Em livro de advogada de Calabresa, mulher protege abusador
Juliana Linhares Colaboração para Universa, em São Paulo
💥️Universa: "Quando se trata de relacionamentos, nem sempre é possível se manter coerente com o feminismo". Esta é uma das frases da protagonista do livro, Alma, uma jornalista feminista. Ela se relaciona com homens que têm desvios de caráter no que se refere a mulheres. Um deles é acusado de estupro. Alma também fala: "Ser objetificada e despertar tesão são parte central do meu prazer com ele. (...) Ele não demonstra muito entusiasmo pela minha inteligência, tampouco se impressiona com o meu sucesso profissional --me quer porque me acha gostosa, e eu adoro isso nele". Todas nós lidamos com sentimentos contraditórios. O tesão não se conecta ao textão, necessariamente, não é mesmo?

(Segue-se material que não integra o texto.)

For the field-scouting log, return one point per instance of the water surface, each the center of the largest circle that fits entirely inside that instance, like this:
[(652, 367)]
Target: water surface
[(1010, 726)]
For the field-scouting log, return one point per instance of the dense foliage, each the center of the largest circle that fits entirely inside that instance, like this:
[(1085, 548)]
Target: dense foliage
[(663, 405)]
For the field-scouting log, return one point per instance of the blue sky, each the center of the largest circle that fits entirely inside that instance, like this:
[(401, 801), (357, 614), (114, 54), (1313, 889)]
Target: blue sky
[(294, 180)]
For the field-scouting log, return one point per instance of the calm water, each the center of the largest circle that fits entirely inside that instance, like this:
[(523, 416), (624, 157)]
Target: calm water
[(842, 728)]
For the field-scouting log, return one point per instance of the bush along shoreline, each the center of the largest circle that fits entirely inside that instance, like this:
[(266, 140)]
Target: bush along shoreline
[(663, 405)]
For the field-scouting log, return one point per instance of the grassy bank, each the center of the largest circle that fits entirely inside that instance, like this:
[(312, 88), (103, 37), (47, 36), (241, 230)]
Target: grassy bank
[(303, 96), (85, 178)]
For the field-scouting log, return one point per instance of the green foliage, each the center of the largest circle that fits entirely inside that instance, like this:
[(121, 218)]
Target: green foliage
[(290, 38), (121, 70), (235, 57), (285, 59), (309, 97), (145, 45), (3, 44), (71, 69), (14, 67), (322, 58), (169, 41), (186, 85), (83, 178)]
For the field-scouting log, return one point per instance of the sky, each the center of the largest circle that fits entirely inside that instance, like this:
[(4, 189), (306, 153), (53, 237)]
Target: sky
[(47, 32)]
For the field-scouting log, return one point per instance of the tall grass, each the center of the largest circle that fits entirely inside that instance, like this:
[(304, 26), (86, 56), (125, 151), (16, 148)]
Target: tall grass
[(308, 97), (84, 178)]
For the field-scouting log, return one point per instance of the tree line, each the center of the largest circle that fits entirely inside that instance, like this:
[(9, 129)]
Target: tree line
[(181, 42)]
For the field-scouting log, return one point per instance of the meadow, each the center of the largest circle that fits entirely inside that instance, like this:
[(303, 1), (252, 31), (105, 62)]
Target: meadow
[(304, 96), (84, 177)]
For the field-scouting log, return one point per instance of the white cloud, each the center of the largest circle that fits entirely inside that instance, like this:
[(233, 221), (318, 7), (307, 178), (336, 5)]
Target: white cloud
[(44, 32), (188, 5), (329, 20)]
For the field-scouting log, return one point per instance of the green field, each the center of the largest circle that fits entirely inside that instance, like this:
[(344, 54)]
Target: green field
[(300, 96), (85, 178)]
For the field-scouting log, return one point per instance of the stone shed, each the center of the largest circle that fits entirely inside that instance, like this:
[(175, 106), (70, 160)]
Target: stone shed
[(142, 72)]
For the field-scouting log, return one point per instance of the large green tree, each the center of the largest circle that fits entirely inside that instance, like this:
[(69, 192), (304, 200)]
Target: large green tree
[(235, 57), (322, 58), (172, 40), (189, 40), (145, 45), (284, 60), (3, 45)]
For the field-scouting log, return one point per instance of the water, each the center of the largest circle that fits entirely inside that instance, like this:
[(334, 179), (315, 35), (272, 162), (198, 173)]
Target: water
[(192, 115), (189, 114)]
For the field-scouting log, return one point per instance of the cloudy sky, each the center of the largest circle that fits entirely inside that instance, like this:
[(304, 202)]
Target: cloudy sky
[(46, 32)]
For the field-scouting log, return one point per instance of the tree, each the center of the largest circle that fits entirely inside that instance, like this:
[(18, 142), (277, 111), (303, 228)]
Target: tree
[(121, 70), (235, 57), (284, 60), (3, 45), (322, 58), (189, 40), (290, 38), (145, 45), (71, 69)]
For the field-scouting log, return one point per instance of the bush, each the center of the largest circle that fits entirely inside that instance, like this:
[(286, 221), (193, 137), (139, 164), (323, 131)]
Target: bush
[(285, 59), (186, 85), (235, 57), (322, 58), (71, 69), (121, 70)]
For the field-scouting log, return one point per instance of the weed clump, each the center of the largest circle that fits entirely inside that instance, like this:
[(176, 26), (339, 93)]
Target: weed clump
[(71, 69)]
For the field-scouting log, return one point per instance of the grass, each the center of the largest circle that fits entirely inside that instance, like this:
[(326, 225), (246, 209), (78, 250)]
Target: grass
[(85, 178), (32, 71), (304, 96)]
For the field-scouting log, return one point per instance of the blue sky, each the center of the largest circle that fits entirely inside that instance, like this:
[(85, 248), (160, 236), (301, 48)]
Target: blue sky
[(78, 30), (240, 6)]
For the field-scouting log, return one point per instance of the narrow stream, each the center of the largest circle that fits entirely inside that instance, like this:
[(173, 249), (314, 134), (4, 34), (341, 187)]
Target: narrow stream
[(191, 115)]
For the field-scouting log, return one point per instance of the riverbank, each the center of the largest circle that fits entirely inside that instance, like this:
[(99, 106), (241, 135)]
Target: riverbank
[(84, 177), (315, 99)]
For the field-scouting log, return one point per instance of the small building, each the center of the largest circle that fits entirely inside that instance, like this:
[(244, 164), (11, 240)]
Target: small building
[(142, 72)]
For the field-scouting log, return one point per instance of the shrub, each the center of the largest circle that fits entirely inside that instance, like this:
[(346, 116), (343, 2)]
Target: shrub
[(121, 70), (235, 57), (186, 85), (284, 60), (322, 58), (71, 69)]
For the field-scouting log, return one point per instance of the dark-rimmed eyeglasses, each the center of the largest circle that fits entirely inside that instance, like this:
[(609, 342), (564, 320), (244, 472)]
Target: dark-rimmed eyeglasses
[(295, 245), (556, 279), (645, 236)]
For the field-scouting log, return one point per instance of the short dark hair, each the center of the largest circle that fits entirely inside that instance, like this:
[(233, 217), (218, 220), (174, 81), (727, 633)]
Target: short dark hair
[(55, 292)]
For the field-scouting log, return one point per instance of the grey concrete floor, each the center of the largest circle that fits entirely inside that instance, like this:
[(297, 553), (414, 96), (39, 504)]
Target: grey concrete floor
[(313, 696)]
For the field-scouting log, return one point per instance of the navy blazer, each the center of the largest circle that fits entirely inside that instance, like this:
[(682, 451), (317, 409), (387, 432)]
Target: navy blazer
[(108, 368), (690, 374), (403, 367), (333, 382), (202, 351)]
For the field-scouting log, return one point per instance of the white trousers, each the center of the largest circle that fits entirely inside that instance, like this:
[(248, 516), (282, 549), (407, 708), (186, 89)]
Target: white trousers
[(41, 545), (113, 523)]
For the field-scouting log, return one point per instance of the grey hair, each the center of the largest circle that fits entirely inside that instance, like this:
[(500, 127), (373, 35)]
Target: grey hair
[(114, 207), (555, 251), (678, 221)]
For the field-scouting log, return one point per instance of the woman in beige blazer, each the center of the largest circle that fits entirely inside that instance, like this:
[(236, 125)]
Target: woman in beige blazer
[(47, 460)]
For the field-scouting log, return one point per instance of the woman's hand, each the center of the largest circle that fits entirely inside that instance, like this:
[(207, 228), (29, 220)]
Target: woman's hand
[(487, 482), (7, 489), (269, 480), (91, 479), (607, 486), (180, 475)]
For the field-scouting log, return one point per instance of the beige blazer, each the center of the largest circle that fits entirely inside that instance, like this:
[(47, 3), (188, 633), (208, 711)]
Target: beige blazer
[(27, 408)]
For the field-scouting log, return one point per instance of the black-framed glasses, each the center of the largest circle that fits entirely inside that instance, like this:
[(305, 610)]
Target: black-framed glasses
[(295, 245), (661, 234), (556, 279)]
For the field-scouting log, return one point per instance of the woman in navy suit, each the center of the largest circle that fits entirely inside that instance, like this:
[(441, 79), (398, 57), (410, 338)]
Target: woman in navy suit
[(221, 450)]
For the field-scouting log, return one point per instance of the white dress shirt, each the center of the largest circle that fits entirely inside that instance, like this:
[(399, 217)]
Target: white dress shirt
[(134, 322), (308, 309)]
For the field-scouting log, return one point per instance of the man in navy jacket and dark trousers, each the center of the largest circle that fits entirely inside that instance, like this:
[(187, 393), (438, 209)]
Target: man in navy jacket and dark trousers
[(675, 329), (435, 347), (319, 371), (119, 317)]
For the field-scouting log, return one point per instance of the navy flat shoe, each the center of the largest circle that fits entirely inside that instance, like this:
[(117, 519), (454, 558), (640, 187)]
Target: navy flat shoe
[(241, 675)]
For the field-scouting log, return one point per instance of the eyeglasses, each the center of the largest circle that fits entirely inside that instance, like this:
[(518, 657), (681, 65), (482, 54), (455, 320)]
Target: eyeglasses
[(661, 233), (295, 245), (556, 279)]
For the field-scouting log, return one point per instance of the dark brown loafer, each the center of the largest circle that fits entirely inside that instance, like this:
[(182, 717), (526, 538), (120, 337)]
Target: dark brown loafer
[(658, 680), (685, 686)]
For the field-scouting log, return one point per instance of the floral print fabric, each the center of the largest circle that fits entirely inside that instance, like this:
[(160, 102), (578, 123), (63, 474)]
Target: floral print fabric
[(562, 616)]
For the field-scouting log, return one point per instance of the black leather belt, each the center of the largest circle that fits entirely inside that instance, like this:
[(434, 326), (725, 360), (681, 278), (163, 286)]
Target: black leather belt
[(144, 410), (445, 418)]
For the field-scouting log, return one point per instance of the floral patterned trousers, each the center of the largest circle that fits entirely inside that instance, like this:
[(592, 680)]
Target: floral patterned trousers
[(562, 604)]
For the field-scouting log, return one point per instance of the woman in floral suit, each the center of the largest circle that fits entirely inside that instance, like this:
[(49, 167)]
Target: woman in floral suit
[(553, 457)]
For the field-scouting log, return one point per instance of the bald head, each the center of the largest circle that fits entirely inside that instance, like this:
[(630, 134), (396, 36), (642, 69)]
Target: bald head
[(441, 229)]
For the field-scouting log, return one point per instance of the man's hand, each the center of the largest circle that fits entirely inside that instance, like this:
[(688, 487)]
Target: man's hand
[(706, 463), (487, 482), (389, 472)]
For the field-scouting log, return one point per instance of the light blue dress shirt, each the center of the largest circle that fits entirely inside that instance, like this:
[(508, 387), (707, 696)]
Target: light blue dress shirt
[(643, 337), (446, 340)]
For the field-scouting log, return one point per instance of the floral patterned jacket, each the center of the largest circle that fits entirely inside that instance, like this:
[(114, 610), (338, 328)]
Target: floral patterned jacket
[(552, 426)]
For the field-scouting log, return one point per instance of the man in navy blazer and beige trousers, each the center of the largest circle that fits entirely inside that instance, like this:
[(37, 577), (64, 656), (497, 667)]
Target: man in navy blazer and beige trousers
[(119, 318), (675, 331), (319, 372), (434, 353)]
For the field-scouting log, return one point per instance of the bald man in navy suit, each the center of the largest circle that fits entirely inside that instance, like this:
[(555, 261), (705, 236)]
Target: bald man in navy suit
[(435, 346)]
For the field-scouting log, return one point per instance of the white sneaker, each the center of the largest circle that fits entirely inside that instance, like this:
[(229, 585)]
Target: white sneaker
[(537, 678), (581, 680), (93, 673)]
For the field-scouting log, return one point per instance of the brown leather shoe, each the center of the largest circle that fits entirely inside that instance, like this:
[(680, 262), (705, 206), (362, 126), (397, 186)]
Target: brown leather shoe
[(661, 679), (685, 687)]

Mayra Cotta: Eu não queria construir uma personagem perfeita, uma feminista super coerente. E nem um caso de violência sexual muito evidente, vindo de um cara horroroso. Seria sem graça. Me interessa o que é complexo. E não tem nada mais complexo do que você amar uma pessoa que te faz mal. A objetificação é uma dessas complexidades. Somos construídas socialmente para sermos objeto de desejo. Aí vem o feminismo e diz que esse é um lugar de opressão. E algumas de nós falamos: a gente não pode se deixar ser objetificada de jeito nenhum! Esse é um jeito binário de lidar com a situação. E não é isso, não é um pode/não pode. A objetificação faz parte da construção do desejo. O interessante é a gente conseguir ser objetificada nos nossos termos, de uma forma que seja empoderadora e não opressora.
💥️Há semelhanças entre o ambiente de Alma no romance e o que você transita, já que você é uma advogada que se especializou em casos de abuso sexual, é feminista e tem mais ou menos a idade dela. Estamos diante de uma militante que, por meio deste livro, abre a guarda e fala dos caminhos tortuosos dos afetos?
Toda escrita traz uma exposição da pessoa que está escrevendo. Por mais que a gente construa personagens fictícios é sempre um pouco sobre a gente que se está escrevendo. Participei de grupos feministas militantes, li teoria crítica de gênero; então, esse ambiente faz parte da minha formação. Mas não acredito no feminismo que é entendido como um conjunto de comportamentos individuais das mulheres. Feminismo é sobre mudanças estruturais. Elas precisam acontecer para que a gente possa viver da forma que quiser. Essas ambivalências que a gente sente, as dificuldades em navegar nos relacionamentos, não vêm de uma falha individual nossa, mas da sociedade, que nos educa de maneira a nos impedir de sermos feministas em todas as expressões. Eu não quero nos desresponsabilizar pelas nossas práticas, mas a transformação feminista vai acontecer quando a gente lidar com as estruturas de opressão, e não com o apontamento de dedo nas falhas de cada uma de nós.
💥️Quase nenhum homem do livro presta. Nem nomes você deu a eles. São tratados como "o ex-amigo", "o amante esporádico", "o chefe". A protagonista diz que homens não são amigos entre si --apenas competem--, que só ajudam as amigas mulheres porque querem alguma compensação sexual e que usam as amigas feministas como "escudeiras" para chancelaram posições duvidosas de aliado. Não soa caricato?
Do jeito que você falou, sim. Mas não acho que seja assim que está no livro. Tanto que por esses três homens a protagonista cultiva algum tipo de amor ou admiração. O fato de os personagens masculinos não terem nome é para pensarmos nas posições que os homens ocupam nas nossas vidas. Há diferenças nas relações construídas entre homens e mulheres. Com as amigas, as relações são sempre vibrantes, têm apoio mútuo, correspondência. E as com os homens, no livro, são desbotadas, mais pobres. Não é um ataque aos homens individualmente. Seria muito fácil escrever um livro dizendo que eles não prestam.
Capa de novo livro de Mayra Cotta
💥️Os homens estão incluídos nesse convite ou essas são questões que nós, mulheres, pensamos melhor entre nós?
Espero que homens leiam o livro. O intuito não é fazê-los sentirem vergonha, admoestar publicamente todos os homens, mas fazer com que se reconheçam nessas práticas e entendam a profundidade que elas têm para as mulheres. Propositalmente, os homens do livro não são tão bem construídos quanto as mulheres; eles, além de não terem nomes, não têm falas. Então há esse incômodo de se verem representados de uma forma meio pobre. Eu gosto de brincar com isso. Os homens brancos estão acostumados a serem os grandes protagonistas, e aqui, estão num lugar bem secundário. A leitura é um convite para que eles sejam afetados e venham para o debate.